Stellenbosch University.
armaceutical Sciences Department, Massachusetts College of Pharmacy and Health Sciences, USA.
Brief Bioinform. 2019 Mar 22;20(2):504-514. doi: 10.1093/bib/bbx138.
Breast cancer prognosis and administration of therapies are aided by knowledge of hormonal and HER2 receptor status. Breast cancer lacking estrogen receptors, progesterone receptors and HER2 receptors are difficult to treat. Regarding large data repositories such as The Cancer Genome Atlas, available wet-lab methods for establishing the presence of these receptors do not always conclusively cover all available samples. To this end, we introduce median-supplement methods to identify hormonal and HER2 receptor status phenotypes of breast cancer patients using gene expression profiles. In these approaches, supplementary instances based on median patient gene expression are introduced to balance a training set from which we build simple models to identify the receptor expression status of patients. In addition, for the purpose of benchmarking, we examine major machine learning approaches that are also applicable to the problem of finding receptor status in breast cancer. We show that our methods are robust and have high sensitivity with extremely low false-positive rates compared with the well-established methods. A successful application of these methods will permit the simultaneous study of large collections of samples of breast cancer patients as well as save time and cost while standardizing interpretation of outcomes of such studies.

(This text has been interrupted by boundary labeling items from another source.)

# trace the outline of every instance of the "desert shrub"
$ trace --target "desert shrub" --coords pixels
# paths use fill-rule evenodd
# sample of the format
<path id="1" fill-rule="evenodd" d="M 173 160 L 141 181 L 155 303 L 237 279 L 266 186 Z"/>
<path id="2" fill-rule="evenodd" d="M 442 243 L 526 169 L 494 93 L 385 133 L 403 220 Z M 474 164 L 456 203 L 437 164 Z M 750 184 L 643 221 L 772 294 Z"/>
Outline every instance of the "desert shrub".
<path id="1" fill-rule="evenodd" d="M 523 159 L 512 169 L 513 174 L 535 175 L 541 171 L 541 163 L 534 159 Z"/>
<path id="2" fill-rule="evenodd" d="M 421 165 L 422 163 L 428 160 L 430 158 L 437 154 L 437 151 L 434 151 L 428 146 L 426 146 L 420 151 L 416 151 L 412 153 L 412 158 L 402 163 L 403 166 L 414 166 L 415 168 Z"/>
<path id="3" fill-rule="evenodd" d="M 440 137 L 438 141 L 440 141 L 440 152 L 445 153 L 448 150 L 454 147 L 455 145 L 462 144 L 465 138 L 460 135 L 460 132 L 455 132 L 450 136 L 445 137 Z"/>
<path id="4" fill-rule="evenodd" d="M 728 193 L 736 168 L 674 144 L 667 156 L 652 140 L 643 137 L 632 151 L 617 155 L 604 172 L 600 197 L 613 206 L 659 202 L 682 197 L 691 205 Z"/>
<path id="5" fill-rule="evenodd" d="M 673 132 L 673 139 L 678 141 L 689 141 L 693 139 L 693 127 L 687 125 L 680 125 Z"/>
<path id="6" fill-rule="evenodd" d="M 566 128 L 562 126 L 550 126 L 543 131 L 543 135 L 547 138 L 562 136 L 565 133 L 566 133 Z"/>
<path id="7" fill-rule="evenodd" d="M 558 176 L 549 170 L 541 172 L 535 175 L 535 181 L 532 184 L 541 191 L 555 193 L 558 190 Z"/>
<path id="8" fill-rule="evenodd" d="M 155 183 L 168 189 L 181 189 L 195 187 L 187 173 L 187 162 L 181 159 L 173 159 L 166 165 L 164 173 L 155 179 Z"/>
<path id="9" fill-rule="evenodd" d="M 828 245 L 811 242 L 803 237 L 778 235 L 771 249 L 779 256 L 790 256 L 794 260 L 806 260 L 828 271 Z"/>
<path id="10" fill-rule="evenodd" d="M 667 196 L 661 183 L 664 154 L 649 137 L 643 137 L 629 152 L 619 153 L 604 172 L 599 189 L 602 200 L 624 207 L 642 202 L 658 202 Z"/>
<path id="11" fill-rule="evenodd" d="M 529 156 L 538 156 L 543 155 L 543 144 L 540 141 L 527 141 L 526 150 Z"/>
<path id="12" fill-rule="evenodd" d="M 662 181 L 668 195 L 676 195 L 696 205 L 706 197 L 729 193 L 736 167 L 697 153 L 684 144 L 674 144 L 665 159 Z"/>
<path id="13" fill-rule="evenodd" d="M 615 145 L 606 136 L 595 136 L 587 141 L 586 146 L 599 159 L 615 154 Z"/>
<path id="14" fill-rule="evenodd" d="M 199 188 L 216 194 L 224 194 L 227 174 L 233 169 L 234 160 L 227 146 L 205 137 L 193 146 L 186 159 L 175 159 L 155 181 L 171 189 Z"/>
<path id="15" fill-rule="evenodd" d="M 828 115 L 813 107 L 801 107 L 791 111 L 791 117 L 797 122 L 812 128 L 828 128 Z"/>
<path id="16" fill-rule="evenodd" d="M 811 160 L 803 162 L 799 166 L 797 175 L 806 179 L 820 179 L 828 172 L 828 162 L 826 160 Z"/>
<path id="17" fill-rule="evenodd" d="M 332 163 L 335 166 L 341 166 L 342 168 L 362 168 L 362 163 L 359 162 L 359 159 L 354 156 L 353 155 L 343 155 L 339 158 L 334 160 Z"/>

激素和 HER2 受体状态的知识有助于乳腺癌的预后和治疗管理。缺乏雌激素受体、孕激素受体和 HER2 受体的乳腺癌难以治疗。对于像癌症基因组图谱这样的大型数据库,用于确定这些受体存在的现有湿实验室方法并不总是能够明确涵盖所有可用的样本。为此,我们引入中位数补充方法,使用基因表达谱来确定乳腺癌患者的激素和 HER2 受体状态表型。在这些方法中,引入基于中位数患者基因表达的补充实例,以平衡我们构建简单模型以识别患者受体表达状态的训练集。此外,为了进行基准测试,我们还研究了也适用于在乳腺癌中寻找受体状态的主要机器学习方法。我们的方法与成熟的方法相比具有稳健性,并且具有高灵敏度和极低的假阳性率。这些方法的成功应用将允许同时研究大量乳腺癌患者的样本,并在标准化此类研究结果的解释的同时节省时间和成本。